Vorrei domandare ad ognuno dei 2016 quanto fa due piú due; sono sicuro che otterrei 2016 risposte diverse: un milione, nove, trecento e cosí via. Vorrei esporre ai loro occhi il colore dell'iride e domandare i nomi dei singoli colori; sono sicuro che una bizzarra confusione dei nomi piú strampalati seguirebbe alla mia domanda. Ed esco dalla colonia assordate le orecchie da quel brusio di paretaio, il cervello confuso da tutto quell'incrociarsi di parole senza senso, di conversazioni interessanti per la forma bislacca, ma che comunque confondono e stancano.
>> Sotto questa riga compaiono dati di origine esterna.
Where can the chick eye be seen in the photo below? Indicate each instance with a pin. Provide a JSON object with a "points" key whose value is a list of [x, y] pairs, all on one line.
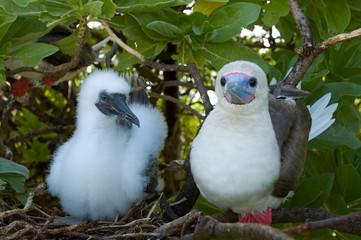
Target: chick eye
{"points": [[252, 82], [103, 96], [223, 81]]}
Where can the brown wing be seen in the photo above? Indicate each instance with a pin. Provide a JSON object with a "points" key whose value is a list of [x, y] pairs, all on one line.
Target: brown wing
{"points": [[291, 123]]}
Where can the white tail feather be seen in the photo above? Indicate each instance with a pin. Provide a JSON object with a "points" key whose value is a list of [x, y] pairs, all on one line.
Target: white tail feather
{"points": [[321, 115]]}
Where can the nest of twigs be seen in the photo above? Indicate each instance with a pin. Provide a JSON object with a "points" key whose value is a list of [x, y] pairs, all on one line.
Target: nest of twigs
{"points": [[35, 222]]}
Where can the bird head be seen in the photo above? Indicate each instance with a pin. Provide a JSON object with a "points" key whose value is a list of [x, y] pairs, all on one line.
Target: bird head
{"points": [[242, 86], [104, 95]]}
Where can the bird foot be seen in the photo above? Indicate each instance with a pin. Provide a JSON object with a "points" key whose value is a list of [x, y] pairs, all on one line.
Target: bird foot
{"points": [[264, 217]]}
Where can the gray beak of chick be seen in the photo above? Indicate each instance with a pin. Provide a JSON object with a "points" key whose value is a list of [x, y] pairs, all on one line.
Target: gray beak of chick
{"points": [[115, 104]]}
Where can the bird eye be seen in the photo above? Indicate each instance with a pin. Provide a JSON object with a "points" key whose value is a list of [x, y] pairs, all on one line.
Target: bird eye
{"points": [[252, 82], [103, 96], [223, 81]]}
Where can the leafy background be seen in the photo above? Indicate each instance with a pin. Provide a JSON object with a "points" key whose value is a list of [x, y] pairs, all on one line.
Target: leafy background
{"points": [[210, 36]]}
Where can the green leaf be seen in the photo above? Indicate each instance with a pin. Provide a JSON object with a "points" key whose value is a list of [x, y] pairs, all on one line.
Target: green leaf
{"points": [[93, 8], [7, 166], [4, 50], [220, 54], [37, 152], [24, 30], [347, 183], [141, 6], [337, 15], [334, 137], [67, 45], [148, 49], [205, 207], [24, 3], [313, 191], [15, 181], [273, 11], [108, 9], [228, 20], [32, 53], [5, 22], [33, 10], [166, 29], [338, 90], [335, 203], [130, 27], [2, 76]]}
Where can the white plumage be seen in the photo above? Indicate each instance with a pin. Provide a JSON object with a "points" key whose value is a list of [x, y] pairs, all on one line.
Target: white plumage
{"points": [[235, 158], [101, 170]]}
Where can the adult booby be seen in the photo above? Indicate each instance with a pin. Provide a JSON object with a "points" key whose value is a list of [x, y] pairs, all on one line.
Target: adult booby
{"points": [[250, 151], [110, 161]]}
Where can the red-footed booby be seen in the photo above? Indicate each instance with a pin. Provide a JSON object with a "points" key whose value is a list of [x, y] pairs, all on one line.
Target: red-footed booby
{"points": [[110, 161], [250, 151]]}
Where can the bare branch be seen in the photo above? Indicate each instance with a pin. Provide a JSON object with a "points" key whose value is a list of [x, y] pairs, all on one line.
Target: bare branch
{"points": [[308, 51], [334, 222], [209, 228], [177, 101], [200, 86], [4, 121], [191, 68], [38, 132], [338, 38], [303, 26]]}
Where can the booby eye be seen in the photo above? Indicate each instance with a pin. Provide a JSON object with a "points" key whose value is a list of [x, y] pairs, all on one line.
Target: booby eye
{"points": [[223, 81], [103, 96], [252, 82]]}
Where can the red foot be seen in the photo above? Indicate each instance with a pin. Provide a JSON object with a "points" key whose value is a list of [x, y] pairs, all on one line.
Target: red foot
{"points": [[264, 217]]}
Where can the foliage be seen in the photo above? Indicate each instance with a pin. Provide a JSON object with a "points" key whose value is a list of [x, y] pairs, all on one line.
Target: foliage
{"points": [[210, 37], [12, 179]]}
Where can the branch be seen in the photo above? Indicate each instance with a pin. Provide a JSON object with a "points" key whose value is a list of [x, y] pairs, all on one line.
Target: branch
{"points": [[200, 86], [299, 215], [177, 101], [29, 201], [308, 52], [4, 121], [209, 228], [191, 68], [59, 71], [38, 132], [338, 38]]}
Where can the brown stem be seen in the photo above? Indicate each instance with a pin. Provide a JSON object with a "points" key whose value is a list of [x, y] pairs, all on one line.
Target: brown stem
{"points": [[177, 101]]}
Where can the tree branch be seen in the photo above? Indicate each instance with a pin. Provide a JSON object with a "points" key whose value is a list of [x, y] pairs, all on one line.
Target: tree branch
{"points": [[209, 228], [4, 120], [191, 68], [37, 133], [177, 101], [308, 51]]}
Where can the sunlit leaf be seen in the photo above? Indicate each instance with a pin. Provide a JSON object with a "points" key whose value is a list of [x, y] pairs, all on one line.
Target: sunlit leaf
{"points": [[313, 191], [139, 6], [228, 20], [7, 166], [32, 53]]}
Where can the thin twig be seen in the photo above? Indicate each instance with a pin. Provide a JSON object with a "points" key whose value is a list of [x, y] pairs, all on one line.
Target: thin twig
{"points": [[177, 101], [29, 201], [308, 51], [191, 68], [338, 38], [38, 132], [4, 123], [327, 223], [200, 86]]}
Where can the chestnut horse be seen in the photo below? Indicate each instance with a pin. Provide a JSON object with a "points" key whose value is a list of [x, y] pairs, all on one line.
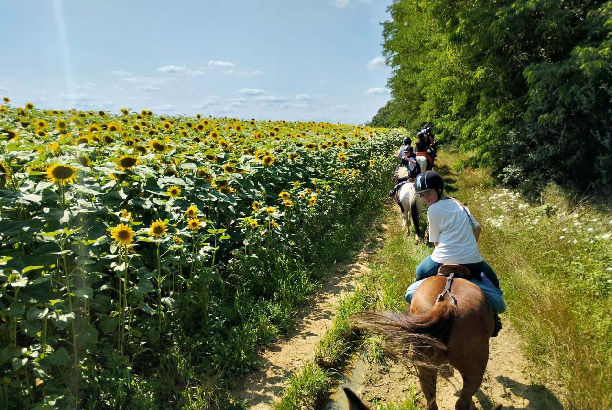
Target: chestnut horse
{"points": [[442, 327]]}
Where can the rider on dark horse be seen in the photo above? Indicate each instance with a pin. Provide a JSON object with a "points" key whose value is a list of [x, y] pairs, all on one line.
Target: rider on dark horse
{"points": [[455, 233], [408, 160]]}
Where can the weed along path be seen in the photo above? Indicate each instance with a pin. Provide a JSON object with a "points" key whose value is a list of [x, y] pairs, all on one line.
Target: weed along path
{"points": [[510, 379], [261, 389]]}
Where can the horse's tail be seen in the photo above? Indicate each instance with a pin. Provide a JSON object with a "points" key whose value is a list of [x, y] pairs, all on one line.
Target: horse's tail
{"points": [[414, 214], [417, 337], [355, 402]]}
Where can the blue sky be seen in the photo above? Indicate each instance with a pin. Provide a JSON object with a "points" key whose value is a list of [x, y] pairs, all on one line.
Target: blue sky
{"points": [[317, 60]]}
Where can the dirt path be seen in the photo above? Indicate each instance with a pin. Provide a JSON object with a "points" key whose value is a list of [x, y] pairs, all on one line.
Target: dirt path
{"points": [[509, 379], [262, 388]]}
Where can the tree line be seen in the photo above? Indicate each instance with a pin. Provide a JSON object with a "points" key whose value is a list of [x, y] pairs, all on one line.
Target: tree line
{"points": [[527, 84]]}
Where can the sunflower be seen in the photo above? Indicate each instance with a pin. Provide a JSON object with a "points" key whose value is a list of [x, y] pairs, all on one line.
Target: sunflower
{"points": [[84, 160], [267, 160], [83, 140], [127, 162], [192, 211], [193, 224], [173, 191], [123, 234], [157, 145], [157, 228], [61, 125], [226, 190], [4, 173], [61, 174]]}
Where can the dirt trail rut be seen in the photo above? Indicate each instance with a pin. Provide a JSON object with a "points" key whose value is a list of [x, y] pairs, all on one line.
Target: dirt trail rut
{"points": [[261, 389], [509, 379]]}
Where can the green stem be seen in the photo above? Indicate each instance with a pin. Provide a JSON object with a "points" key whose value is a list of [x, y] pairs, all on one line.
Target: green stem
{"points": [[159, 302]]}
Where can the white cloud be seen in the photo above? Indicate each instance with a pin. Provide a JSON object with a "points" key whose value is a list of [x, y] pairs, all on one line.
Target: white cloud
{"points": [[74, 97], [165, 107], [179, 70], [244, 74], [207, 102], [377, 90], [147, 87], [121, 73], [250, 91], [172, 69], [376, 63], [217, 63]]}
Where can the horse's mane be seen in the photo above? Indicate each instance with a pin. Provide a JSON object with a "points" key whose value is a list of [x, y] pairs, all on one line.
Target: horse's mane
{"points": [[415, 337]]}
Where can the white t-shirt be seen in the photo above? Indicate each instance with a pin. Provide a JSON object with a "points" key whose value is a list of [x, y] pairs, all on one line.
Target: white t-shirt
{"points": [[450, 227]]}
Sono desolato perché non sono riuscito nel mio intento. Perché quei 2016 non m'hanno servito, non m'hanno aiutato a cogliere il segreto della mia pazzia. Ho capito perché la tutela sociale li ha esclusi dalla comunità. Perché essi operando e parlando non seguono una legge che si possa fissare in schema, perché essi non hanno storia, non hanno costumi, non hanno linguaggio. La loro coscienza non ha accumulato attraverso la permeazione sociale, attraverso le innumerevoli esperienze di ogni momento quel complesso di principî, di leggi universali che rendono meno belluino il gomito a gomito degli uomini. Chi non dice che due piú due fa quattro, come insegnano nelle scuole, è pericolo per la società. Chi dice verde il rosso può confondere il sangue con la menta glaciale, e gli uomini non vogliono servire da bibite rinfrescanti ai cervelli e agli stomachi bislacchi.
Ma mi consolo lo stesso. Ci sono tanti sciocchissimi savi, che in fondo la qualifica di matto non è offensiva.